BTW, I've actually reported 5 cases, there is also the random output that I sometimes get saying: "SSL connection is closed"

aliqandil avatar Apr 18 '22 14:04 aliqandil

Based on the user agent, compression errors happen on connections coming from Google Chrome. (Unless this is something else masquerading as Google Chrome?) I don't see how we could debug that further :-( So let's stick to ignoring these errors.

aaugustin avatar Oct 09 '22 14:10 aaugustin

Regarding AttributeError: 'Connection' object has no attribute 'transfer_data_task', this happens only if WebSocketServerProtocol.close (where the error happens in you stack trace) is called before WebSocketServerProtocol.connection_open (where the attribute is set and it is never deleted).


I can find only one place where websockets calls WebSocketServerProtocol.close, around line 245 in websockets/legacy/server.py:

            try:
                await self.close()
            except ConnectionError:
                raise
            except Exception:
                self.logger.error("closing handshake failed", exc_info=True)
                raise

I don't see how you can get there without going through WebSocketServerProtocol.handshake, which calls WebSocketServerProtocol.connection_open.
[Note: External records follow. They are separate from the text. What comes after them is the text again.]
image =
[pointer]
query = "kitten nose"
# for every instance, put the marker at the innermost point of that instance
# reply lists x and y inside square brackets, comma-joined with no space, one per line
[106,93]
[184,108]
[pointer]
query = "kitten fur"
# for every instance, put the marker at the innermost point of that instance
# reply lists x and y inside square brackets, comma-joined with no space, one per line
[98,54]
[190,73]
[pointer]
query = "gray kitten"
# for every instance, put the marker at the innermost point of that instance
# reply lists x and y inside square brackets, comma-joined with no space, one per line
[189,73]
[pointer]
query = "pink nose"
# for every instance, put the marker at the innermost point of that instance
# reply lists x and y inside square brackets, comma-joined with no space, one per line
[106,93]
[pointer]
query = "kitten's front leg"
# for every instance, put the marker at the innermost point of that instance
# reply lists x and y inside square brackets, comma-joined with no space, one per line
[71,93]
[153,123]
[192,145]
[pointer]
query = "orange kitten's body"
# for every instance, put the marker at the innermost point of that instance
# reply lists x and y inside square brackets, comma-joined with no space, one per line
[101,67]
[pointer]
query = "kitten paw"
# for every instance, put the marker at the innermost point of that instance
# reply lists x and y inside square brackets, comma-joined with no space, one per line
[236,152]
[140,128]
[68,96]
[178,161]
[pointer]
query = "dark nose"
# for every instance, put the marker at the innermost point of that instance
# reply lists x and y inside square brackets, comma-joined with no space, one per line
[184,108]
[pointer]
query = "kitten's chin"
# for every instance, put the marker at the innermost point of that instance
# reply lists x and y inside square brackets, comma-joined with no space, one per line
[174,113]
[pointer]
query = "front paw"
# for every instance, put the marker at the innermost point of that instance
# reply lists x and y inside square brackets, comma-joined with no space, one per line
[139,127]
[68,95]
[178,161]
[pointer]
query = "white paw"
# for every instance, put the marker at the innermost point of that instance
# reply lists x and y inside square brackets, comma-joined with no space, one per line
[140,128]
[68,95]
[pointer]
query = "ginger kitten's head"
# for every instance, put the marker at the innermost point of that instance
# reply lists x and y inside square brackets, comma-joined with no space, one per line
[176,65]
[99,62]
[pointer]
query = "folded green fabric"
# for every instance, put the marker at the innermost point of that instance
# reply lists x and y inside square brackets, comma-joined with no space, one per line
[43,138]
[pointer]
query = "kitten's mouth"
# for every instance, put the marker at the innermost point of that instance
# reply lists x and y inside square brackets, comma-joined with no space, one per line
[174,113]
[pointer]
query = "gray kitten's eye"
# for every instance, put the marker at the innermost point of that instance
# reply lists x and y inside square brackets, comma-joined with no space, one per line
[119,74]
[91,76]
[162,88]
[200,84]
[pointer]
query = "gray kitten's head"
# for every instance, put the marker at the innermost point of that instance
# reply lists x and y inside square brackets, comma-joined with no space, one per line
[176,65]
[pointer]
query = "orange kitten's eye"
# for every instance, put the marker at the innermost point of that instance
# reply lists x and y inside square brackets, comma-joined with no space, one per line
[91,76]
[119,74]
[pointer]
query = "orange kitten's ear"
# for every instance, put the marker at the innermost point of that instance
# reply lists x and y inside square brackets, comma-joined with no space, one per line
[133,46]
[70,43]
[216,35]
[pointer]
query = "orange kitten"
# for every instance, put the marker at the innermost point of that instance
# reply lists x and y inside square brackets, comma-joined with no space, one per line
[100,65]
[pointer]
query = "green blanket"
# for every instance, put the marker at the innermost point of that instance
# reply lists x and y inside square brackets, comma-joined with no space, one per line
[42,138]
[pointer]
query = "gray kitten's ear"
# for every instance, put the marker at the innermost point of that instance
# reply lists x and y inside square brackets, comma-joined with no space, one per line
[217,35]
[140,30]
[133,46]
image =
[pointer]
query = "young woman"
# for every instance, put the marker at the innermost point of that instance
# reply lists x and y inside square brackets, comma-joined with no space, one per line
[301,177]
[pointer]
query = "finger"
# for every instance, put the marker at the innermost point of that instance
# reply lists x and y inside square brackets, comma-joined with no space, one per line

If this is where the error comes from, then you should have "closing handshake failed" and the full stack trace (which I need here) in logs. You can bump that particular logger call to "critical" to minimize log noise.


By chance, does your code do something like asyncio.create_task(connection.close()) on a connection that isn't open or won't open because the handshake fails? That would explain why your stack trace stops at connection.close() and the results you're seeing here.

aaugustin avatar Oct 09 '22 14:10 aaugustin

Regarding SSL connection is closed I think it comes from this line in asyncio:

https://github.com/python/cpython/blob/6927632492cbad86a250aa006c1847e03b03e70b/Lib/asyncio/sslproto.py#L682

This should remove it:

logging.getLogger("asyncio").setLevel(logging.ERROR)

aaugustin avatar Oct 09 '22 16:10 aaugustin